M.Sc Thesis


M.Sc StudentFriedman Lee
SubjectLung-On-Chip Platforms for Pro-Inflammatory Airway Assays
DepartmentDepartment of Biomedical Engineering
Supervisor ASSOCIATE PROF. Josue Sznitman
Full Thesis textFull thesis text - English Version


Abstract

Diseases of the respiratory system are a global leading cause of disability and mortality worldwide.  Chronic obstructive pulmonary disease is the fourth leading cause of death in the United States, exceeded only by heart attacks, cancers, and stroke.  Despite the great need, respiratory medicine appears to have only fewer new approved therapies than other common disease areas, making it the only leading cause of death that is increasing in prevalence. 

            Animal experiments have contributed much to our understanding of disease physiology and are commonly used to estimate the safety and effectiveness of new therapies before clinical trials are carried out.  However, animal models of the respiratory diseases do not translate straightforwardly to humans due to significant differences in their immune system development, activation, and response to inflammatory triggers, in both the innate and adaptive arms.  For example, discrepancies between mouse models and humans include among others: balance of leukocytes subsets, Toll receptors, monocytes differentiation, types of cytokines secreted, the expressed cytokine receptors, etc. The aforementioned limitations raise an immense need for designing pre-clinical in vitro platforms that would circumvent, or at the very least reduce, the ongoing use of animal studies. 

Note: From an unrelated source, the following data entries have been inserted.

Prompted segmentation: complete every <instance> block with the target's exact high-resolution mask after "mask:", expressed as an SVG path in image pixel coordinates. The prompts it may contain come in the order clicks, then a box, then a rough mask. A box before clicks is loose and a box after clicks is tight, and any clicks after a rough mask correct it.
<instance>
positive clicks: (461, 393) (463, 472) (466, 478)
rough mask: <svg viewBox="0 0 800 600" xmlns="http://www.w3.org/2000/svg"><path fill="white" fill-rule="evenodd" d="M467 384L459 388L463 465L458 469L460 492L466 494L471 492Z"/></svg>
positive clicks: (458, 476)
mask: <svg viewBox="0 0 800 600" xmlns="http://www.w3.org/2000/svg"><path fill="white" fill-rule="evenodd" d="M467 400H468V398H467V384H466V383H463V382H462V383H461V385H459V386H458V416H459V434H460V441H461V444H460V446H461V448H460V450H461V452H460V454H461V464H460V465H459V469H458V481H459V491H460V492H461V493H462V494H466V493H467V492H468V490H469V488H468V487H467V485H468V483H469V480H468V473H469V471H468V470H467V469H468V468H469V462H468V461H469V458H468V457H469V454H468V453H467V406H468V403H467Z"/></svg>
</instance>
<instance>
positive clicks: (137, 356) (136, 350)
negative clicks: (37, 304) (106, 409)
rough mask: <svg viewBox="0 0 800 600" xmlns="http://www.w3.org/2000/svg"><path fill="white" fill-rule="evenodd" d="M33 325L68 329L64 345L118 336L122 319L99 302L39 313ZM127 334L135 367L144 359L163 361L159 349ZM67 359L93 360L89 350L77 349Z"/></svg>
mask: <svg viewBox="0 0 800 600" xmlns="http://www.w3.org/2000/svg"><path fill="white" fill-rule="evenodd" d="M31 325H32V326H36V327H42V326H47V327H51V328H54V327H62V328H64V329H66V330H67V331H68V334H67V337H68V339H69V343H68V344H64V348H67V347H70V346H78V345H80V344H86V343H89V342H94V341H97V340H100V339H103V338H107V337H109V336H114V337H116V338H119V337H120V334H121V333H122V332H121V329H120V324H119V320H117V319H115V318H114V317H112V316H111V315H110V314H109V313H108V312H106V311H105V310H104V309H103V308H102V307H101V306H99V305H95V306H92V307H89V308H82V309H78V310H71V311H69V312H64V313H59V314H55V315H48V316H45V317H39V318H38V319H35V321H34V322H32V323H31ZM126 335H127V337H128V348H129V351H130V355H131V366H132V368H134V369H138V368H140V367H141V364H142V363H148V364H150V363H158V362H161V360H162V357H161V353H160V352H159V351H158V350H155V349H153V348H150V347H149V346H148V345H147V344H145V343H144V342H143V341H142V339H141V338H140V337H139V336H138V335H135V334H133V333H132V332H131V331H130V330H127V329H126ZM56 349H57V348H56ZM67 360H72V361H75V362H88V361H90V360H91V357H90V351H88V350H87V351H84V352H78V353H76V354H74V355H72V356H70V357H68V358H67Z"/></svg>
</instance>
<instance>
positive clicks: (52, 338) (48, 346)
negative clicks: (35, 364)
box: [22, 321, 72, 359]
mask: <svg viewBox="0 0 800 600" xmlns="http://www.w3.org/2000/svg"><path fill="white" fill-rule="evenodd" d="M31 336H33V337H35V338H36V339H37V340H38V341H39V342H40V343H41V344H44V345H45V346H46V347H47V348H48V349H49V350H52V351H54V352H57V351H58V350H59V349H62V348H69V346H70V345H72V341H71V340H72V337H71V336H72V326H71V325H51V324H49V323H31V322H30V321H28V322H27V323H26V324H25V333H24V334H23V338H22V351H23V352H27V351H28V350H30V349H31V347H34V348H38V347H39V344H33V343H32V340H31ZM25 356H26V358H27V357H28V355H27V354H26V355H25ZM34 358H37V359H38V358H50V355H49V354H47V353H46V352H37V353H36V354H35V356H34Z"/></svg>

            Therefore, in the study presented here, we aim to develop a human cell-based microfluidic device that mimics inflammatory characteristics of the acinar region.  Specifically, a triple co-culture in vitro cell model lined with a human alveolar epithelial lentivirus cell line (hAELVi), human differentiated monocytic cell line (THP-1), and a human neutrophil-like cell line (U937) to recapitulate elements of viral and bacterial local inflammation within the microfluidic acini-on-chip model.  We exposed the cell co-culture model to the well-established inflammatory stimulators: polyinosinic:polycytidylic acid (poly I:C) and lipopolysaccharide (LPS).  Of significance, two characteristics identified with local inflammation were observed after the viral and bacterial exposure: an increase in the concentration of pro-inflammatory cytokines in conjunction with the transmigration of immune cells to the inflamed region at the airway’s air-liquid interface.  Altogether, the presented microfluidic device may offer a better platform for recapitulating with sufficient accuracy the acinar local inflammation and potentially serve as an advanced platform for pulmonary drug screening in preclinical trials.